What is Athlete’s Foot?
Everyone has heard the term, Athlete’s Foot. If you want to be technical, yes, athletes do have their own “brand” of feet you could say. Think of basketball players, football players, soccer players, and to many, ballerinas are considered athletes. Just think, their jobs and livelihood are their feet. However, they aren’t why I am here today. We’re going to discuss the other athlete’s foot. The one that can be helped with creams, soaks, and sometimes podiatrists.
So, what is Athlete’s Foot? Otherwise known as Tinea Pedis (who just knows its other name?), it is a fungal infection of the skin on the feet. It can occur when someone wears wet or sweaty socks inside tight fitting shoes. Any type of fungus loves warm, damp environments. Its usually a red, scaly rash that itches or burns. It can start on the bottom of your feet, but spread to in-between your toes.
Have you ever heard to not walk around a public shower with no shoes? That’s because Athlete’s Foot is contagious. The last person who walked around that same floor as you without shower shoes, just left all their fungi on the floors and it could spread to you. Think of it like this, there are still people in this world who still do not wash their hands. They use the restroom, walk out, open doors, shake hands, etc.. now, you’ve just touched that same door or hands!
Not only does it spread feet to feet, if you have athelet’s foot and decide you want to pick with it and touch other things without washing your hands, you could potentially spread to other parts of your body. The groin is another popular place to see these infections. Like we said, using a towel or your hand after touching your feet could spread it to other parts of the body.
How to prevent Athlete’s Foot?
There are simple things you can do to prevent it in the first place.
- If you have sweaty feet on a regular basis, take extra socks and shoes with you. Maybe you work in a wet environment. Investing in proper foot wear could save you in the future.
- Like we discuss all across this website: Keep your feet clean and dry. Wash them daily and dry them.
- Don’t walk around barefoot in public places. Showers, pools, locker rooms all harbor different organisms on the floor, or in the location in general. It’s best to buy some sandals for these situations.
- If you know someone who has athlete’s foot, don’t share shoes, socks, towels, bed linen, or anything else that their feet touch.
How to treat Athlete’s Foot?
Most of the time, people can figure out when they have athlete’s foot, so finding a home treatment can be helpful before seeing the doctor, if it hasn’t spread and if you don’t have underlying conditions.

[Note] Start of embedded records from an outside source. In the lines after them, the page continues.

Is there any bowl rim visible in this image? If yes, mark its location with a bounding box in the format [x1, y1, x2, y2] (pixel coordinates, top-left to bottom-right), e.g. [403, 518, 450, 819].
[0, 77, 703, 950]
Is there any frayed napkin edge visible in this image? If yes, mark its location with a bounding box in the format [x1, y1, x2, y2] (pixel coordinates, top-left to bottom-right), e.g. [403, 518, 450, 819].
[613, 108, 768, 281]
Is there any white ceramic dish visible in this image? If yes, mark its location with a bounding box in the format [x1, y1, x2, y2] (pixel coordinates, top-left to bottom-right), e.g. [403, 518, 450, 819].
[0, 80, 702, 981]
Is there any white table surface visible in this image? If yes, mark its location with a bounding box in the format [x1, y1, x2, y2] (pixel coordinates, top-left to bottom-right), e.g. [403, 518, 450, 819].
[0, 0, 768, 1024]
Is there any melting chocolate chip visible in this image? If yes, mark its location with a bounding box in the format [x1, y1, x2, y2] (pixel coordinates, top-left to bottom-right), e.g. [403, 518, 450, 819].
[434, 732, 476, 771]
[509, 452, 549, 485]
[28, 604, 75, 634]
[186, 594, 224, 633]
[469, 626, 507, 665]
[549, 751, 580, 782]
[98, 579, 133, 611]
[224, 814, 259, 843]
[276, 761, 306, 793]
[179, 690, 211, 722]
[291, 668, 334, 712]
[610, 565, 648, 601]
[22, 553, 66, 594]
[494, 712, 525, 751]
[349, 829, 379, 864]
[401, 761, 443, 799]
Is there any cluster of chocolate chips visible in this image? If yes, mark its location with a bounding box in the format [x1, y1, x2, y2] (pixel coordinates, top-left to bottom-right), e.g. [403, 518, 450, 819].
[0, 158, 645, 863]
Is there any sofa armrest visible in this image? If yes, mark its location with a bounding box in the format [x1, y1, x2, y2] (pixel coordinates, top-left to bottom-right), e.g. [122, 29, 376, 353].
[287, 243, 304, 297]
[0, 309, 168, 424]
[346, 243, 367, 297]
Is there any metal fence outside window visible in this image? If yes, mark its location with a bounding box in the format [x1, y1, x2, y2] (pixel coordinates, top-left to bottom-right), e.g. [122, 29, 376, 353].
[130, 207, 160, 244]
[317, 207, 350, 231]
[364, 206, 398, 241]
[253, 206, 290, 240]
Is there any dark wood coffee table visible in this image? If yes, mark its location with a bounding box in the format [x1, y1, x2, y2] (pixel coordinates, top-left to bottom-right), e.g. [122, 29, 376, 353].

- A foot cream is usually a great go to when you have itchy feet. It’s best to do it after your feet have been clean and dryed. Always read the directions carefully and consult a physician when needed.
- A foot powder for your shoes or feet. Let them air before putting them back on if you can.
- Soaking your feet things like peroxide, tea tree oil, rubbing alcohol or sea salt. (Disclaimer: Don’t mix all of these together) These items have been said to kill fungus when used properly.
Athlete’s foot doesn’t have to be scary, but can lead to complications if not taken care of when first noticed. If you do have it, some of the home treatments may help and if they don’t please talk to a doctor because you do not want to get a bacterial infection from broken skin.
As always, if you have diabetes, always keep a check on your feet and talk to a physician before trying to self treat.